Voy encendiendo los fluorescentes que dan luz a las estanterías repletas de cajas de colores y los chorros de luz que fijan la vista en los expositores que invaden el espacio encima del mostrador.

¿Colgará desordenadamente de la pared las fotos de los viajes con sus hijos, construyendo un laberinto de recuerdos del que sólo conocen el camino de salida los que las han colgado, o colgará un espejo que reflejará fielmente la imagen de cualquiera que entre en su mundo particular?

Paso detrás del mostrador, a mi mundo particular que dentro de pocos minutos será una puerta abierta para cualquiera que entre en busca de algún remedio, para cualquiera que necesite de un consejo, un espacio en el que intento que no existan barreras. La farmacia no puede ni debe tener las puertas cerradas, las barreras no caben en el mundo de la farmacia, porque su accesibilidad es una de sus razones de ser.

La imagen de la silla marrón que he captado del mundo privado de mi vecino vuelve como una pista que me acerca al enigma del piso de abajo.
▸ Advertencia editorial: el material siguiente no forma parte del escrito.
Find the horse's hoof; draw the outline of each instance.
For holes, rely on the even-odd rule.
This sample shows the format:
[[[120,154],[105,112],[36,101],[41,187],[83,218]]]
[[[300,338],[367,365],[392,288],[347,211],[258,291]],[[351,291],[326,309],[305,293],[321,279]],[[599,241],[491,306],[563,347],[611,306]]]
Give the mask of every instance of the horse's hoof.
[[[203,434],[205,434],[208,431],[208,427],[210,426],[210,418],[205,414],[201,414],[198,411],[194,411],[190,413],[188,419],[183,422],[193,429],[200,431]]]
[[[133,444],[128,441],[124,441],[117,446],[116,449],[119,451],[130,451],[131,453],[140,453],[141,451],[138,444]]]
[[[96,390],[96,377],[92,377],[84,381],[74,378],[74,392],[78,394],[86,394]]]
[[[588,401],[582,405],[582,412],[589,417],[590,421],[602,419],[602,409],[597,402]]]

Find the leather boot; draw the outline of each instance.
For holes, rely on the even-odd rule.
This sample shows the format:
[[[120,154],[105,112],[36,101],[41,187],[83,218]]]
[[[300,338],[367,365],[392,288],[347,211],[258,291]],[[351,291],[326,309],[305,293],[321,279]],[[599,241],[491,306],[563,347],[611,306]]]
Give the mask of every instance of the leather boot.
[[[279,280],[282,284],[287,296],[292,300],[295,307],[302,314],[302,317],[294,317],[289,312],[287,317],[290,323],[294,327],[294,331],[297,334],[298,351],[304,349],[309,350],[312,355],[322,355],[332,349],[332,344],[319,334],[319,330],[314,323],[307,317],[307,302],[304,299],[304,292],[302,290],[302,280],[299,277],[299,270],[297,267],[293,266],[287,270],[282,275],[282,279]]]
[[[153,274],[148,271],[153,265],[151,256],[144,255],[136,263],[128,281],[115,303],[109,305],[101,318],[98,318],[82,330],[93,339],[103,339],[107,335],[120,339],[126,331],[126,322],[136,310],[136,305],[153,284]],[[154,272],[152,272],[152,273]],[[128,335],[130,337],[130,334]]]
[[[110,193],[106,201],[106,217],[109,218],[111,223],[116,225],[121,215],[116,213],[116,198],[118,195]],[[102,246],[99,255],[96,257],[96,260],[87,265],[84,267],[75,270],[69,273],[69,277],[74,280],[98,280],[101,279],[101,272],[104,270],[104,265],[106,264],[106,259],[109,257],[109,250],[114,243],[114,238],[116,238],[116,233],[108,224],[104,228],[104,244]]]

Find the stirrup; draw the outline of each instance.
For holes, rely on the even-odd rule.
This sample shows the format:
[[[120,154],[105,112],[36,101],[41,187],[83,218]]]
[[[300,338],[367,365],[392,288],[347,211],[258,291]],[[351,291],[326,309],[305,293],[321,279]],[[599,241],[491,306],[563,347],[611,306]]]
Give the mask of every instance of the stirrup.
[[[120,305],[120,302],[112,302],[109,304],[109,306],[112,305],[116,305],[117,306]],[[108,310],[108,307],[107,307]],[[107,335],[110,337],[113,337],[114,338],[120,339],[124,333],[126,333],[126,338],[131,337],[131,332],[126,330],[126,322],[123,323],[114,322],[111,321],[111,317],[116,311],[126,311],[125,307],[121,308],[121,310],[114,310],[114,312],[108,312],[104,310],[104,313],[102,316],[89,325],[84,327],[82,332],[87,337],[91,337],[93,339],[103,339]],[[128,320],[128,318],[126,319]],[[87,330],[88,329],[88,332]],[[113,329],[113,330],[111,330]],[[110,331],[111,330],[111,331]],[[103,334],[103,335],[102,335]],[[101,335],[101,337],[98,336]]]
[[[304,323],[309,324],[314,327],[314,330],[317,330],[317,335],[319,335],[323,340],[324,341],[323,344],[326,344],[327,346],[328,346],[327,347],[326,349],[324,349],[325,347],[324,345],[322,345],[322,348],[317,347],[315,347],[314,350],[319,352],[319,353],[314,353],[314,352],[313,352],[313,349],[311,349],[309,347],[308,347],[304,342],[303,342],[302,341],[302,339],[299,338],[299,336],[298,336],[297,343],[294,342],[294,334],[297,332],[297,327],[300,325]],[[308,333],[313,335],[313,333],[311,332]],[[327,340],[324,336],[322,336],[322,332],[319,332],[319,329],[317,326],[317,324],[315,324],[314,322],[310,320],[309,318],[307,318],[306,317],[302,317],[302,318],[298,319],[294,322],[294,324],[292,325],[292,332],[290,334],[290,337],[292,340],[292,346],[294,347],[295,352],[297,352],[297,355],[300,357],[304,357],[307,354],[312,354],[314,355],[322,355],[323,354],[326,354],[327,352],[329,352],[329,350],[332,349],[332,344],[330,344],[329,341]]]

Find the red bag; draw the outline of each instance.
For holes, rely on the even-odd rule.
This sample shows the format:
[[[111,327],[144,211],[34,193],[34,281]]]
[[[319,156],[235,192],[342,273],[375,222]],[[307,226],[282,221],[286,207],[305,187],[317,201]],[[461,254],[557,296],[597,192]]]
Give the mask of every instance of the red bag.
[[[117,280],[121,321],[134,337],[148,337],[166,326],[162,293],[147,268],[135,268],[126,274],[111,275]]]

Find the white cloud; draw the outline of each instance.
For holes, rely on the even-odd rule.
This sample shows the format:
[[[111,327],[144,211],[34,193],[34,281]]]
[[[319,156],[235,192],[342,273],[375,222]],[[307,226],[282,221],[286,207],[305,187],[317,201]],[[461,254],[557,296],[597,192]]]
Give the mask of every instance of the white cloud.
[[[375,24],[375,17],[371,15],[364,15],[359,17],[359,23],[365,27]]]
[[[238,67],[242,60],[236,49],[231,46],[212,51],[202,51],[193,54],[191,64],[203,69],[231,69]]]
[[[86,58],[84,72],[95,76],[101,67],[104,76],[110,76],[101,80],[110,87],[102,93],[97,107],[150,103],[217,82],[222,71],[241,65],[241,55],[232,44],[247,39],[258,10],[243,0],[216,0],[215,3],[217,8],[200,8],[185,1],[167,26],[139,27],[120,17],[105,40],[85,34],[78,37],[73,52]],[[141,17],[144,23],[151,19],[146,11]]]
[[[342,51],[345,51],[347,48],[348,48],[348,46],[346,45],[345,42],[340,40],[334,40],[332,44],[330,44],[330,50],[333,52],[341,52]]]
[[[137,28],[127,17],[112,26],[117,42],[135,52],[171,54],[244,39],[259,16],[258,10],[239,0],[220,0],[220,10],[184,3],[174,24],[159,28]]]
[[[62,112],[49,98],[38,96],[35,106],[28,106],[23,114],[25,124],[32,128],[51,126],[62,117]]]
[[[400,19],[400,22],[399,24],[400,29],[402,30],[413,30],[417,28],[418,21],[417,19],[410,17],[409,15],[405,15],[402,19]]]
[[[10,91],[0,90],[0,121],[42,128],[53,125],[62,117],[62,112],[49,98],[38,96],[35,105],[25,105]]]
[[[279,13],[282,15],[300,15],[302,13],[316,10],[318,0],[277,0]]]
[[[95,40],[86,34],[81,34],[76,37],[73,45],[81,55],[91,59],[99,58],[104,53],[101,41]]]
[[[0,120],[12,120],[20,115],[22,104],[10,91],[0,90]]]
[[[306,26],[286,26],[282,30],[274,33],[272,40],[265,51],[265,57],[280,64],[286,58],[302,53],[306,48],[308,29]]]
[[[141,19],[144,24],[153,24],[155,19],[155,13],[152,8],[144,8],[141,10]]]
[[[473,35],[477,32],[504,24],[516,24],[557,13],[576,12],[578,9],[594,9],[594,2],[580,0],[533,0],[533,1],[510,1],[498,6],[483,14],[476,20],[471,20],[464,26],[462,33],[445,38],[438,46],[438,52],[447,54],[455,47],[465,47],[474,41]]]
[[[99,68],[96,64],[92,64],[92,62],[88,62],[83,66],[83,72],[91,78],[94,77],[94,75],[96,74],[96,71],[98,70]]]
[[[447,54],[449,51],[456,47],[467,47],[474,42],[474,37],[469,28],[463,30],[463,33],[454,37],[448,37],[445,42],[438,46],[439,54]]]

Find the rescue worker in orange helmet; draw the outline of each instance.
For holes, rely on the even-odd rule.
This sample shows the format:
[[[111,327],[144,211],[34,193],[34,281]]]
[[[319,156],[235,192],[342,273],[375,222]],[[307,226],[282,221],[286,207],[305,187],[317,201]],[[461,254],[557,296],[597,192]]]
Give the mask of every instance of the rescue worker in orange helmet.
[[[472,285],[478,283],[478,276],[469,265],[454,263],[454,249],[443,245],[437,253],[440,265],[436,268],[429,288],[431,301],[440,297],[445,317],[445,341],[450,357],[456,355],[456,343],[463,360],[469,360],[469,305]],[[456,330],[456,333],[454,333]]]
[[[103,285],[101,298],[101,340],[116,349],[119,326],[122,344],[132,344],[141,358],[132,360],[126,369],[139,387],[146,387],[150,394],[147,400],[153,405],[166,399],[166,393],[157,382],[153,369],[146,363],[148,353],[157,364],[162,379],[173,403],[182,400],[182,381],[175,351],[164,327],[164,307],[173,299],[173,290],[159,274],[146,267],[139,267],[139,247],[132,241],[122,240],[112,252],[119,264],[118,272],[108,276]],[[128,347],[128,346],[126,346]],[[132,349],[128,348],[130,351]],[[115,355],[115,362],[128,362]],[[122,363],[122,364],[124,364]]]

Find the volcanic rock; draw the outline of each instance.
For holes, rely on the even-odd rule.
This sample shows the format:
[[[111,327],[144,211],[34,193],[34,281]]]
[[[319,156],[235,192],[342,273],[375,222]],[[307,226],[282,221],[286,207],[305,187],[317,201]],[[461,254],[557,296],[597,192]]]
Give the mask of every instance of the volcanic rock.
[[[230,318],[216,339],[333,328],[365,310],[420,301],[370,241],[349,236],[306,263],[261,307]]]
Mientras voy detrás de la solución, entra mi primer cliente y me doy cuenta de que ha penetrado en mi mundo, de que está completamente abierto a su mirada y lo que en él ve le dará pistas de lo que yo hago y de cómo soy. Cuando marcha, me pregunto lo que pensará de mí. ¿Mi mundo, mi farmacia es un reflejo de lo que hago?

Puedo caer en la ilusión de pensar que exclusivamente lo que digo y hago es lo que mis clientes captan, también como tengo organizado y repartido el espacio de mi farmacia da pistas al que entra en ella. Mi farmacia es mi atmósfera. Tengo que reflexionar sobre cómo la tengo organizada y si lo que se ve es un reflejo de lo que digo y de lo que hago. Me parece que tocan algunos cambios.